Акулина Егоровна приосанилась и посуровела.
– Невмоготу им, Степан Павлович. Сама беременная ходит. Третьего под старость лет заводить решили, а отец – на работе. Там, на выпасках, и спит. Так что ты уж извиняй. Я хотела прийти, да ходок-то из меня получается не шибко прыткий.
Степан закрыл глаза, сжал веки так, что едва не выступили слезы, стараясь вспомнить в точности, как все было дальше. Акулина Егоровна продолжала сидеть в кабинете, и Степан догадался, что она хочет еще о чем-то спросить его.

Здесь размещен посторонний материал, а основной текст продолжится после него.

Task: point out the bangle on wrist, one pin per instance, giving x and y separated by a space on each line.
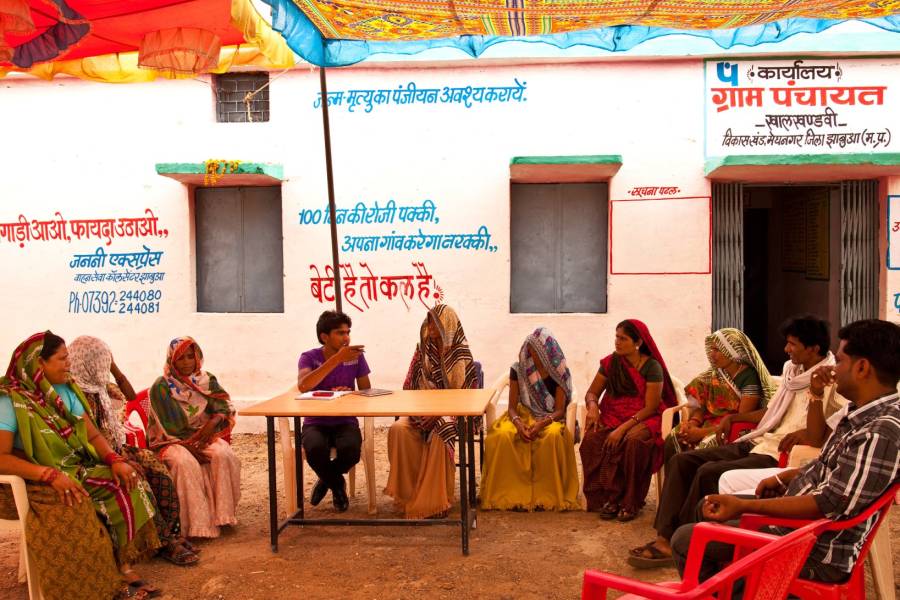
111 458
49 475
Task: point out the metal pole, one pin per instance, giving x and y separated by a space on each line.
326 128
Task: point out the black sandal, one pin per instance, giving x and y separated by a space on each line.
609 511
179 554
626 515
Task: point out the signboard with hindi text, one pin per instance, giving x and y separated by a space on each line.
801 106
894 233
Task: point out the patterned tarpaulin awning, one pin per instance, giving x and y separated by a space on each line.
387 20
99 39
342 32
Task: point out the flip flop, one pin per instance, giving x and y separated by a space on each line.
624 516
640 549
658 559
137 587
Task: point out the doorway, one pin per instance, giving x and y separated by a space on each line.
793 249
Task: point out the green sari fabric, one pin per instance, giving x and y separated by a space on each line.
54 437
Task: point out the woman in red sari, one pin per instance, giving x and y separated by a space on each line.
622 446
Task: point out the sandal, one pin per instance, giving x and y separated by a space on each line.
626 515
179 554
142 589
609 511
655 560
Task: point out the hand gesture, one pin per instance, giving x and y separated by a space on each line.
792 439
614 438
124 474
724 430
196 451
770 487
592 418
523 431
721 507
350 353
69 491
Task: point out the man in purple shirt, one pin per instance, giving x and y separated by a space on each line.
335 366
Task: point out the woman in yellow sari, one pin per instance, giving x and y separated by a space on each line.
529 453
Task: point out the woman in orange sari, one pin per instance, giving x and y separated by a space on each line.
622 446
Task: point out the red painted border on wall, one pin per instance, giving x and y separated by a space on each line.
708 199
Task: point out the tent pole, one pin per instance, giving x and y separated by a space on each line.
326 128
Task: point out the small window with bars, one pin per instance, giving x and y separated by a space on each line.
242 97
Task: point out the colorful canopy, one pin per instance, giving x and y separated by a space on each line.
107 39
342 32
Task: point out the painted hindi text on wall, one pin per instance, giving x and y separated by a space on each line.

– Ты мне скажи, Степан Павлович, – не заставила она себя долго ждать. – У вас новая учительница приехала. Молоденькая. Кто она? Откуда?
– Екатерина Сергеевна?
– Так вроде бы.
– Из Ленинграда. Биолог.
– Я к тому тебя об этом пытаю, что за Витальку сердце изболелось. В возрасте он уже. Жениться бы ему надо. А она холостая.
Степан задохнулся:
– Эт-т-о не мое дело, Акулина Егоровна. – Он всегда заикался в минуты большого напряжения. – Э-т-т-о вы сами с ней поговорите.
– Я ничо. Я просто так спросила, – успокоила Акулина Егоровна. – Если хороший человек, почему бы его в Рябиновке не закрепить. Многие из наших учительниц потому и робят здесь, что замуж повыходили… Может, думаю, и эта за Витальку пошла бы: дом у нас хороший, хозяйство – чо надо! И работник непостоянно у вас бы остался. И Виталька остепенился бы. А то ведь чисто истрепался.

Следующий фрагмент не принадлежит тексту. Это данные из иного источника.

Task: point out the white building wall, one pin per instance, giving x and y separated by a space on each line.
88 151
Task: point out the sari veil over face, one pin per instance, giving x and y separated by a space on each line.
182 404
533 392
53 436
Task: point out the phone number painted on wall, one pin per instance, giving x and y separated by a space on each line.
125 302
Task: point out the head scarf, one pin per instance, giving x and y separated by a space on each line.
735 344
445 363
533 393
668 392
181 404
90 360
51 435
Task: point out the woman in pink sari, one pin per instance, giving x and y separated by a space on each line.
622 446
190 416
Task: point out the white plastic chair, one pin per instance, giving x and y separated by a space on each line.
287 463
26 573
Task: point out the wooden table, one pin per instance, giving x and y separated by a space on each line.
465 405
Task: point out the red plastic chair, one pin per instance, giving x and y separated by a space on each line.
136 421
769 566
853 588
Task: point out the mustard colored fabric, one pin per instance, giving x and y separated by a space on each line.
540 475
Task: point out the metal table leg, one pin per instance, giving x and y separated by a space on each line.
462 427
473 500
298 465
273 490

Степан с трудом подавил раздражение. Поблагодарил Акулину Егоровну за то, что пришла, проводил до выхода. Какое, в конце концов, его, Степаново, дело. Да и что не выдумает, сидя в кути, постаревшая женщина, пролившая немало слез из-за сына, из-за погибшего мужа, из-за неудавшейся, неспокойной жизни? Но почему она решила посоветоваться с ним, со Степаном? Разве она не увидела в нем совсем еще молодого человека, который может стать наперекор сыну, разве Степан такой, что это не замечается?
Ни дома у него, ни хозяйства, ни денег… Пустой человек. Надо ли с ним… Степан хохотал раскатисто, от души. «Ну и молодец Акулина Егоровна, ну и славная сватьюшка для Сергеевой!»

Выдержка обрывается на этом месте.